This week, Mama Kat wanted us to focus on something that is near and dear to my heart; my pregnancies. Here’s the prompt I decided to blog about:
Barefoot and hormonal…describe an incident that upset you when you were pregnant, but now looking back makes you laugh.
In an instant, a pregnancy hormonal rage can transpire. With 2 pregnancies under my belt, I have some occurances that would make a grown man weep, and some profanity-laden outbursts that would make my Pastor blush. The funny thing is, I never remember them.
In the after-thought of a pregnancy, all I ever seem to remember is how fat I felt, how swollen my feet got, and my insane cravings for fruit.

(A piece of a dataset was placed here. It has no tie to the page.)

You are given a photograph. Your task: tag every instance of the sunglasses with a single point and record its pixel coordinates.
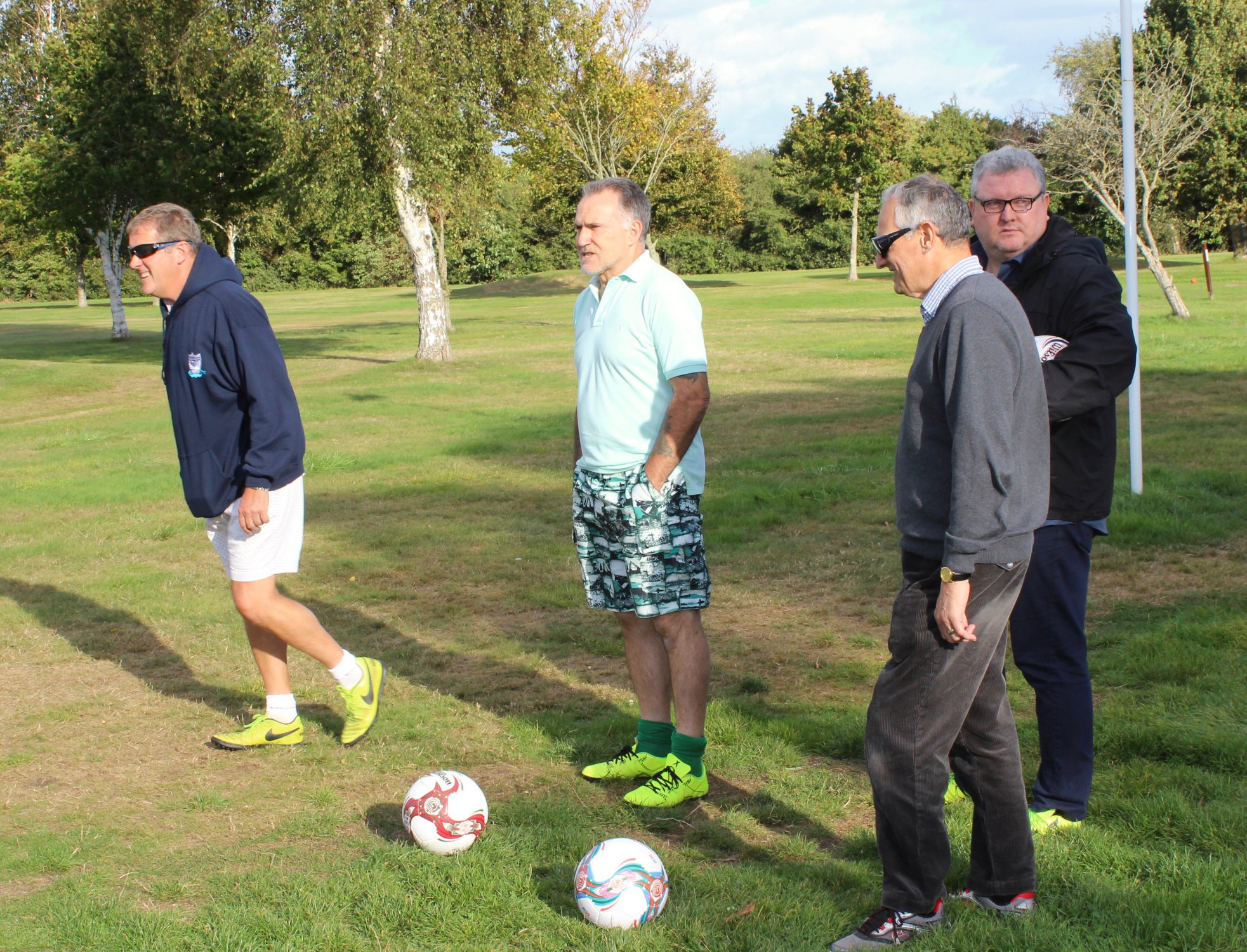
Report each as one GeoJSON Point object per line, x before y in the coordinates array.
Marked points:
{"type": "Point", "coordinates": [146, 251]}
{"type": "Point", "coordinates": [882, 242]}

The outbursts seem to be put on the back burner of my mind. I believe it’s the sight of my children right after they’re born that causes this. No matter how evil or wicked I may have been, it gets all wiped away with that new baby smell.
One dramatic event I do actually remember was during my first wonderful pregnancy. I was 8 months in, it was a hot June day, and yet again, my new Husband forgot to take out the trash. Again. This may not have been such a big deal, pre-baby, but when you mix in the roller coaster of emotions with the hotness of a New Jersey summer day, you get me, the Devil Incarnate. When he came home after 10 hours of work, I laid into him like nobody’s business. The words “worthless” and “childish” were used quite a bit, and to top it off, there was hysterical crying. I mean, sob, heaving, snotty nose crying. Over garbage. My wonderful Husband was raised in a house of women, so hormones he could deal with, but pregnancy hormones from his newlywed Wife were another story. He took the licking like a man, though. No arguements back, no sly smirks. For the next few weeks, he did make sure to take care of the garbage though. Very smart man indeed.
Now, to this day, we laugh about how ridiculous that experience was and how silly my temperament had been. The phrase “can you take out the garbage?” seems to always bring out a chuckle from either him or me. It’s amazing how much one can change during a pregnancy. I’m just ecstatic that men can’t have children. I’m quite sure the world would end.
Poor guy 😉 At lease the garbage was taken out! New follower from Mam Kat
Oh my!! Something about that 8th month!! Thanks for stopping by my blog!
Oh my gosh, we’re the same person! I’d have a breakdown JUST like this. Same words, same yelling, same crying, sobbing, snotty nose. Looking back I laugh at how ridiculous I was. And, oh, our poor husbands!!